Arellano remembers the day the fire broke vividly. “I could see black smoke first, then the fires.” She and her baby were trapped in traffic in downtown Lahaina after they got in the car.

Natural disasters cause a desperate rush to find housing for the people who lost their homes. A massive military jet delivered pop-up homes after Maui’s wildfires.

Now the modular units are transforming a grassy 10-acre field into 85 homes, with housing for around 250 people, according to the Family Life Center, a social service group working to create the Ohana Hope Village.

The first temporary housing modules arrived less than two weeks after fires hit Lahaina and other areas, said David Sellers, the principal architect of Hawaii Off-Grid Architecture and Engineering, a leader in the project.

The Family Life Center: A High-Speed Population-Up House for Families Providing a Place to Call Home after Maui Fire Disaster

“I got a picture of them loading on a C-17 and I said, ‘Oh wow, this is real. Yeah, let’s hurry up.’ He said that they came up with the plan after working through the night and weekend.

The tragedy in Lahaina happened suddenly, taking a few hours to wipe out centuries of history and displace thousands of people. The community was quick to help fire survivors with housing and essential items.
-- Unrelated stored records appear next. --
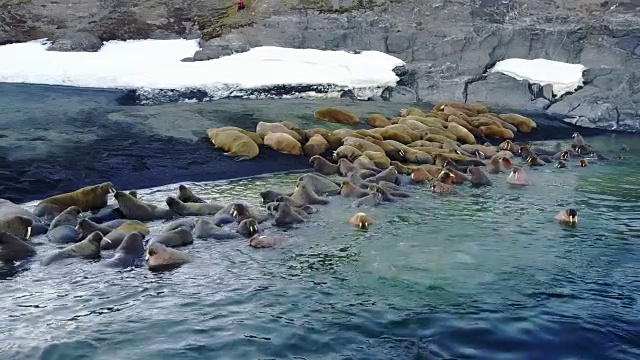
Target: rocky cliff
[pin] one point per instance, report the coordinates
(449, 45)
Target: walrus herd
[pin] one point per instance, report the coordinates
(383, 164)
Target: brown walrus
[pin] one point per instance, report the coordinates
(88, 198)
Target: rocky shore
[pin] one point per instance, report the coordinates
(448, 45)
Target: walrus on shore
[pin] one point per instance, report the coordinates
(283, 143)
(129, 253)
(174, 238)
(160, 257)
(13, 249)
(206, 229)
(114, 238)
(305, 194)
(361, 221)
(186, 195)
(478, 177)
(87, 198)
(191, 209)
(248, 228)
(134, 209)
(88, 248)
(286, 216)
(518, 177)
(235, 144)
(67, 217)
(19, 226)
(323, 166)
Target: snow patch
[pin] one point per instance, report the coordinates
(563, 77)
(154, 68)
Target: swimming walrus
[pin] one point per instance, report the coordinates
(13, 249)
(17, 225)
(304, 194)
(134, 209)
(286, 216)
(192, 209)
(186, 195)
(248, 227)
(174, 238)
(87, 199)
(129, 253)
(323, 166)
(66, 217)
(361, 221)
(88, 248)
(160, 257)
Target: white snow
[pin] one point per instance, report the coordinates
(563, 77)
(155, 65)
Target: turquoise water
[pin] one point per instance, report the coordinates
(485, 274)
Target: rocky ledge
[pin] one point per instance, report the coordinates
(449, 46)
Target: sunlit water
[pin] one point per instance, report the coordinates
(487, 273)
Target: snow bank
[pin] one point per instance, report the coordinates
(564, 77)
(155, 66)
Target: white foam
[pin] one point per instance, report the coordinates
(563, 77)
(156, 65)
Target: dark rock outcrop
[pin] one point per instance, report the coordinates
(449, 46)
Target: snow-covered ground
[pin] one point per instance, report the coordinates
(563, 77)
(155, 66)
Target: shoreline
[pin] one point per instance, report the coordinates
(60, 139)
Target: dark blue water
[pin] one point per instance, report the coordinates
(486, 274)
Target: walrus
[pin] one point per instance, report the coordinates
(305, 194)
(478, 177)
(349, 190)
(361, 221)
(346, 152)
(129, 253)
(283, 143)
(88, 198)
(88, 248)
(186, 195)
(267, 241)
(86, 227)
(160, 257)
(335, 115)
(518, 177)
(191, 209)
(378, 121)
(187, 224)
(114, 238)
(316, 146)
(569, 217)
(248, 228)
(18, 225)
(241, 212)
(319, 184)
(323, 166)
(13, 249)
(286, 216)
(206, 229)
(252, 135)
(134, 209)
(174, 238)
(67, 217)
(235, 144)
(64, 234)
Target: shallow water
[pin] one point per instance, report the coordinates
(484, 274)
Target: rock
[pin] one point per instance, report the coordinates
(80, 41)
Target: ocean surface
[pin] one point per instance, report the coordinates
(485, 274)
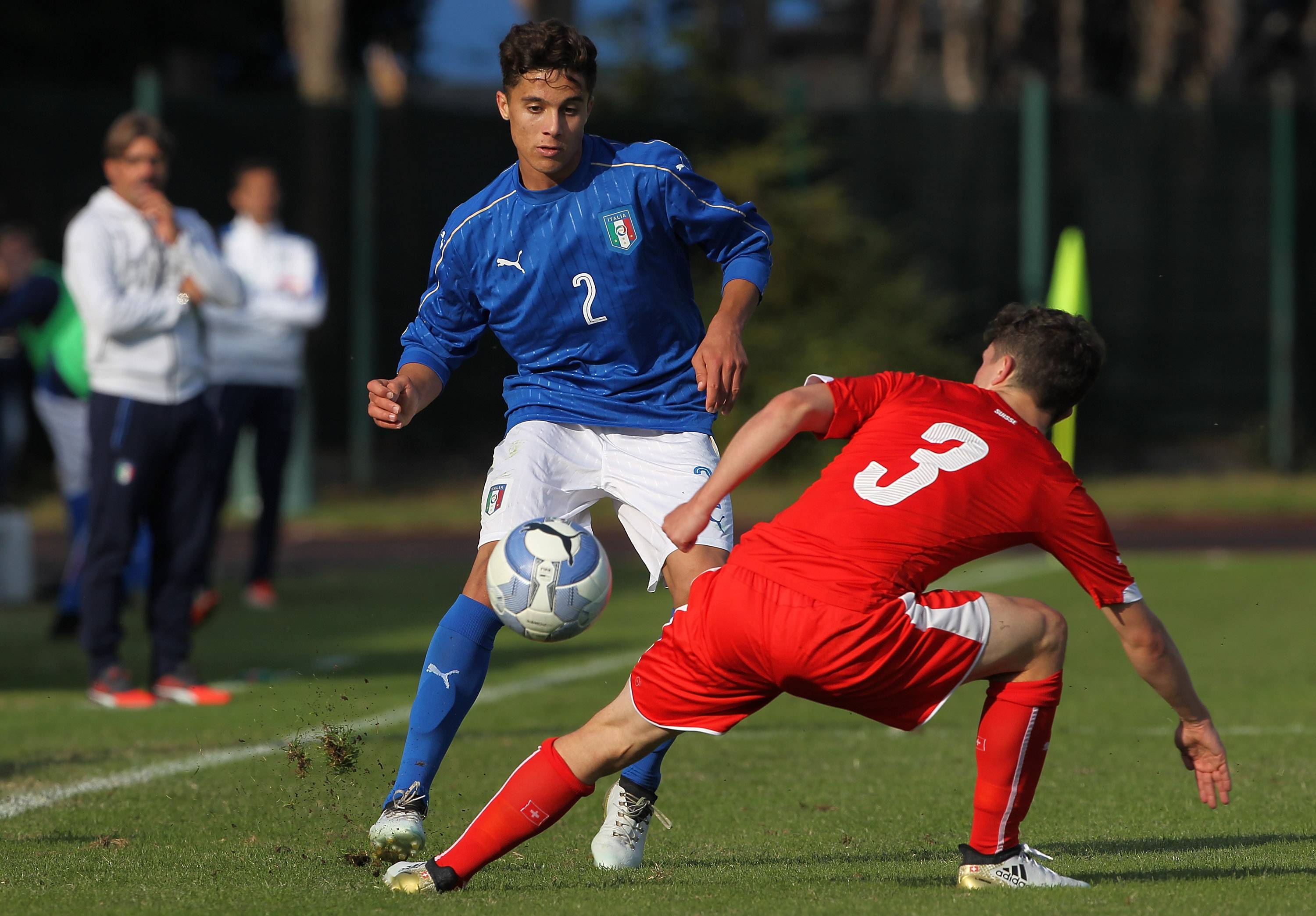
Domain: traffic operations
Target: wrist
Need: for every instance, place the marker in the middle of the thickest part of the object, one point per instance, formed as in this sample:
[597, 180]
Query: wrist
[727, 323]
“Everyone is behind what’s happening here, and it’s pretty much unprecedented,” Sellers said, noting the support he’d seen from individuals, business leaders and local officials.
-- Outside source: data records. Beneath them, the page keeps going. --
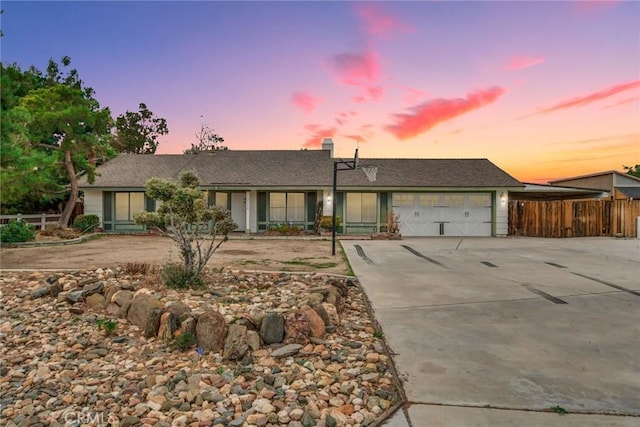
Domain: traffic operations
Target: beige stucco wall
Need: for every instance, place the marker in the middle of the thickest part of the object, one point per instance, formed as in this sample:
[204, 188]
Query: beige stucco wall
[93, 203]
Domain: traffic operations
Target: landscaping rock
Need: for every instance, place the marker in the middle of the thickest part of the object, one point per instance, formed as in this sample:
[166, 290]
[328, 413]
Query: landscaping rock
[211, 330]
[272, 328]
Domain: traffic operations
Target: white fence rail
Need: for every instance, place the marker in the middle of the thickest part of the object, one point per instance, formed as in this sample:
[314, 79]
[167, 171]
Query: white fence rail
[39, 221]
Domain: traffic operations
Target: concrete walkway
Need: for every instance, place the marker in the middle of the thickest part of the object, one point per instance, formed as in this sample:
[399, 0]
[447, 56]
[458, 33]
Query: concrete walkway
[509, 331]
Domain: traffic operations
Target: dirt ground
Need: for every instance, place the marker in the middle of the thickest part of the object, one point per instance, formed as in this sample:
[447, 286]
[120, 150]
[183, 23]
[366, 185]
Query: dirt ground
[117, 250]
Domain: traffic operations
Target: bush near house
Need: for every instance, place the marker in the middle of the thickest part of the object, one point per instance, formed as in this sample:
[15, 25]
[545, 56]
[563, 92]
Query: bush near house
[326, 222]
[17, 232]
[86, 223]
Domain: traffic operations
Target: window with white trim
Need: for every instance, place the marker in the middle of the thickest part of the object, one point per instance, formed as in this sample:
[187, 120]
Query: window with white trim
[128, 204]
[286, 207]
[362, 207]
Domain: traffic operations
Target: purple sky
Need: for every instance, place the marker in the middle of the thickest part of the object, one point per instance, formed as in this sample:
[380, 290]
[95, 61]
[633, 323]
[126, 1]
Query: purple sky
[542, 89]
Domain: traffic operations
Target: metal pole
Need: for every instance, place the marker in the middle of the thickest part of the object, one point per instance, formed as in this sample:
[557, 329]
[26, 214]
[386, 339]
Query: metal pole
[335, 210]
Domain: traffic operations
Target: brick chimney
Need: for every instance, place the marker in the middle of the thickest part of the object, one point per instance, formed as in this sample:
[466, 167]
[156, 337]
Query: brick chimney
[327, 144]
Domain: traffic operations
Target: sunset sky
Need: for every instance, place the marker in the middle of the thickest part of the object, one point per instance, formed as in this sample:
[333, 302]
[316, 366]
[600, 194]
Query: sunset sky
[543, 89]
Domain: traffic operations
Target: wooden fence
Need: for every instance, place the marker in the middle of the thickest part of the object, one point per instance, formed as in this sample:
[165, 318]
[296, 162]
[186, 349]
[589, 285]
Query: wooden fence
[39, 221]
[574, 218]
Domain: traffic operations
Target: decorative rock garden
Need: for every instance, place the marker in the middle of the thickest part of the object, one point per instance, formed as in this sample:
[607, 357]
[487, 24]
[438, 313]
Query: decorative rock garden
[112, 347]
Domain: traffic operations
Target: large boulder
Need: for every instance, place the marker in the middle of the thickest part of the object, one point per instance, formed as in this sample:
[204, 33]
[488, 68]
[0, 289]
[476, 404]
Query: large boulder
[167, 328]
[142, 305]
[211, 330]
[236, 345]
[316, 324]
[272, 328]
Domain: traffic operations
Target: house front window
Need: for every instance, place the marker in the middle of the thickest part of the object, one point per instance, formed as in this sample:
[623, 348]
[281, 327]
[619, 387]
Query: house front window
[286, 207]
[128, 204]
[361, 207]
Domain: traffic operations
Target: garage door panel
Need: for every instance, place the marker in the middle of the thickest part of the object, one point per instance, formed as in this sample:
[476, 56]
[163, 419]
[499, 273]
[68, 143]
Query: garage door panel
[444, 214]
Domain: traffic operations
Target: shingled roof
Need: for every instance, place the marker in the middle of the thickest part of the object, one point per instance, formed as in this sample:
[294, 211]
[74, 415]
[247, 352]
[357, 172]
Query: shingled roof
[296, 169]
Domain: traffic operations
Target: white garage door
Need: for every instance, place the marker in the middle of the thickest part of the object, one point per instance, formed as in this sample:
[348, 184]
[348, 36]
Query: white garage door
[443, 214]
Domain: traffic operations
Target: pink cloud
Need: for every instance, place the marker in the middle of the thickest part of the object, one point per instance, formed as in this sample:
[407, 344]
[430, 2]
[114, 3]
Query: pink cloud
[624, 101]
[519, 62]
[413, 95]
[356, 137]
[591, 6]
[429, 114]
[378, 22]
[305, 101]
[356, 69]
[318, 134]
[580, 101]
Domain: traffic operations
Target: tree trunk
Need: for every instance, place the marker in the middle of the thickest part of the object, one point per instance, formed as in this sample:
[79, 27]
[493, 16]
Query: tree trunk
[73, 197]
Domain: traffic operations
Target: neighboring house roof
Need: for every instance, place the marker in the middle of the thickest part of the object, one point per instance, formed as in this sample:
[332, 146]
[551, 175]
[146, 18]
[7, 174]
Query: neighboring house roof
[532, 191]
[630, 192]
[296, 168]
[593, 175]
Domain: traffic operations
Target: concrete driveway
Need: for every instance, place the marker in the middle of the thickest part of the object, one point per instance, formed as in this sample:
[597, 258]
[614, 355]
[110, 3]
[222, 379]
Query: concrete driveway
[502, 331]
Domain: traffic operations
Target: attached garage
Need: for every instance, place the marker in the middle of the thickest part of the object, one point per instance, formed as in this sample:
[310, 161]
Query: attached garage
[444, 214]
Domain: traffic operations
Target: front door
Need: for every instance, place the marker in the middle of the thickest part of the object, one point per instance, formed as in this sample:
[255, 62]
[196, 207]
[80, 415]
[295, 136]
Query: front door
[238, 210]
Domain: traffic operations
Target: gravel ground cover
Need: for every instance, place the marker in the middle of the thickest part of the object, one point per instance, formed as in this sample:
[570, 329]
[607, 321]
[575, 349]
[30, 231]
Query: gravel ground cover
[58, 367]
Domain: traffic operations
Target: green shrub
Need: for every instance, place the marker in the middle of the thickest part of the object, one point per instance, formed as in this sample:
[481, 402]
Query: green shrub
[326, 222]
[86, 223]
[17, 231]
[184, 341]
[289, 229]
[174, 276]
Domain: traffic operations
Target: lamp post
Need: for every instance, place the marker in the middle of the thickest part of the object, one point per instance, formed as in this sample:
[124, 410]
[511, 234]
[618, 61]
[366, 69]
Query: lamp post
[339, 165]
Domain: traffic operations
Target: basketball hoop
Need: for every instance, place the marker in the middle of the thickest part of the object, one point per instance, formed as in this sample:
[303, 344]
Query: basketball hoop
[370, 172]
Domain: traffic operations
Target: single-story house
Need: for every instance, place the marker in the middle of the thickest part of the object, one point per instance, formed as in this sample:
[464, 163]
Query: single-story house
[267, 188]
[545, 192]
[618, 185]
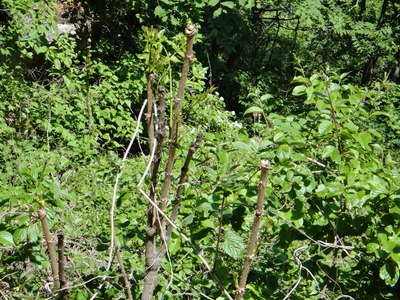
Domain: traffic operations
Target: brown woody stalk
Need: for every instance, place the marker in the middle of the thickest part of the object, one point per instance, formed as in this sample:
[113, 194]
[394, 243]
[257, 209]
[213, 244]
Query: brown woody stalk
[123, 272]
[50, 245]
[151, 230]
[64, 293]
[88, 103]
[150, 103]
[189, 56]
[178, 194]
[151, 253]
[248, 257]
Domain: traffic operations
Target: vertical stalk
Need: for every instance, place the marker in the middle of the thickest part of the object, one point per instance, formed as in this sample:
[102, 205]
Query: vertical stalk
[123, 272]
[248, 257]
[152, 256]
[189, 56]
[64, 293]
[50, 245]
[88, 103]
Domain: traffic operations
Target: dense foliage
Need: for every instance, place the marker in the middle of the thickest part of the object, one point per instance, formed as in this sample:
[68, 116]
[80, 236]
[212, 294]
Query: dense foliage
[313, 86]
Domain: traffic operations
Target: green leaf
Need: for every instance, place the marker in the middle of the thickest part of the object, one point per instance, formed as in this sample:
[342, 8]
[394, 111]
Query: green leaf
[242, 146]
[364, 139]
[217, 12]
[67, 82]
[233, 244]
[20, 235]
[159, 11]
[390, 273]
[325, 126]
[283, 153]
[299, 90]
[213, 2]
[279, 137]
[57, 64]
[253, 109]
[229, 4]
[6, 239]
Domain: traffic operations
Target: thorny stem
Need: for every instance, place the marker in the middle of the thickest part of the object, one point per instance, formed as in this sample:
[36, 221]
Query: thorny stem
[248, 257]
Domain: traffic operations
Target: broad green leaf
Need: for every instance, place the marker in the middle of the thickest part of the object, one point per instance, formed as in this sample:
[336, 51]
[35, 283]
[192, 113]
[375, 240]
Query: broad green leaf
[350, 126]
[6, 239]
[283, 153]
[327, 151]
[217, 12]
[390, 273]
[20, 235]
[57, 64]
[242, 146]
[253, 109]
[364, 139]
[299, 90]
[213, 2]
[159, 11]
[233, 244]
[325, 127]
[229, 4]
[67, 82]
[279, 137]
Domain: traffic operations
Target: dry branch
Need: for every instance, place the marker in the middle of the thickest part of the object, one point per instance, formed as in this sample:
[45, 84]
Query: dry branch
[151, 230]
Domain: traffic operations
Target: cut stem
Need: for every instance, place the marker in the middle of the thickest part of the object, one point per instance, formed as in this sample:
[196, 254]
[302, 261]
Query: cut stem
[248, 257]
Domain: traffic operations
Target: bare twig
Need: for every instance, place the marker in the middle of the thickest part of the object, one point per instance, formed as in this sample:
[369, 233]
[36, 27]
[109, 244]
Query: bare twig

The Family Life Center’s CEO said the organization had already worked with people who were affected by the fire, so it was only a matter of time before they looked at other housing options.

“We decided everyone needs to have private and easily accessible bathrooms and kitchens,” Cumming said. The rapid assembly single-family style shelters were the focus of the planning.
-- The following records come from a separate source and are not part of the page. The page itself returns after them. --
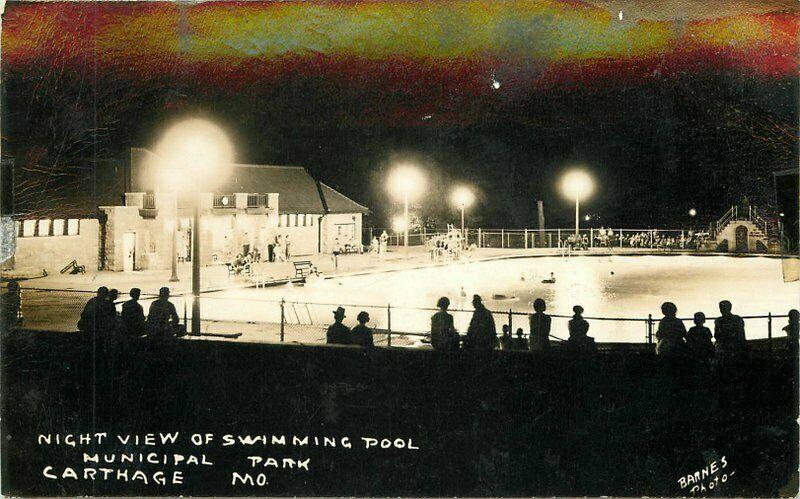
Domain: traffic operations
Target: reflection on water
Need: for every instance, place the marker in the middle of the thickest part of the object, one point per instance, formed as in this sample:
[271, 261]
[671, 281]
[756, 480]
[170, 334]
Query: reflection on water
[625, 286]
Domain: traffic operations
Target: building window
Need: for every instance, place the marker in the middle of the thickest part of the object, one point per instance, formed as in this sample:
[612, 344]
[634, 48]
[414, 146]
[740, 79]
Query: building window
[28, 228]
[58, 227]
[44, 227]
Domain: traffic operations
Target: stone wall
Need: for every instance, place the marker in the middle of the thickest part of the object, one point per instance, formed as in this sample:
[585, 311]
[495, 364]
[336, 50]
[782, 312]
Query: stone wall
[52, 253]
[330, 229]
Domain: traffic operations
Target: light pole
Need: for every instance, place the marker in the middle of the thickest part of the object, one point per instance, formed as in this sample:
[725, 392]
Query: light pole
[174, 276]
[406, 182]
[463, 197]
[199, 150]
[577, 184]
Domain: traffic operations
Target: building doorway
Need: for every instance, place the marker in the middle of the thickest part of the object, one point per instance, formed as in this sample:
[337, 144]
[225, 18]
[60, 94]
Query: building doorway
[741, 239]
[129, 251]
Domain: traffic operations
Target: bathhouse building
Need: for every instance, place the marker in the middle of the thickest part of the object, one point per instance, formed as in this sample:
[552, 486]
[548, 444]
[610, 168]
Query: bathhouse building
[252, 207]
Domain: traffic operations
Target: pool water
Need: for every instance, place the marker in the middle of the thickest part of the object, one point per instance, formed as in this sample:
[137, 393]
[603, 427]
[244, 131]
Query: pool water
[615, 286]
The biggest challenge once the walls are up is to link the units. They’re prewired and are insulated, which is a crucial detail in Hawaii’s heat.

The project still has a ways to go, but the interest is tangible: “We have already received 145 applications online,” Ashley Kelly, Family Life Center’s chief operating officer, told NPR.

One module can be used on its own, or joined to create twice the living space. The first phase of the plan calls for 60 modules — eight single units, and 26 double units, to cater to families. The master plan has a playground and gathering spaces.

Source: Pop-up units spring up after Maui fire disaster, giving families a place to call home

Continest’s first pop-up building sends families a place to call home: Yan Pronin’s response to Maui’s fire disaster

The first group of pop-up buildings were originally intended to be used for people displaced by the war in Ukraine.

That phase of the operation was orchestrated by Yan Pronin, CEO of Continest’s U.S. division. In other humanitarian projects, Pronin says, his company has worked with the World Health Organization to deliver mobile hospitals, and to send housing to refugee camps in Ukraine, his home country.

When the Family Life Center got in touch, Pronin said, his sector of the company couldn’t spare any stock — but another division, in Hungary, had some units available. It took a “small miracle” to get them to Maui.

Hungary tapped the international and NATO-based Heavy Airlift Wing to send the housing modules to Hawaii aboard a C-17 cargo jet, using up 80% of the country’s allotted annual flying time in the organization, according to Pronin.

For Pronin, the work in Maui matches his own sense of mission. “I’m a fire survivor myself,” he says. “I was pulled out of a burning building in a very young age, and the building literally collapsed behind me.”

Source: Pop-up units spring up after Maui fire disaster, giving families a place to call home

What are the next steps in finding a permanent home in Maui? A proposal for a pop-up village and a place for future permanent homes to populate Maui

There are more modules coming. It would be by sea where they arrived in October. If they come by air, they will arrive in Maui by the end of September.

Plans like the pop-up village are just one way thousands of people might soon be able to leave hotels and find more permanent housing, during the yearslong effort to build new homes to replace the staggering losses.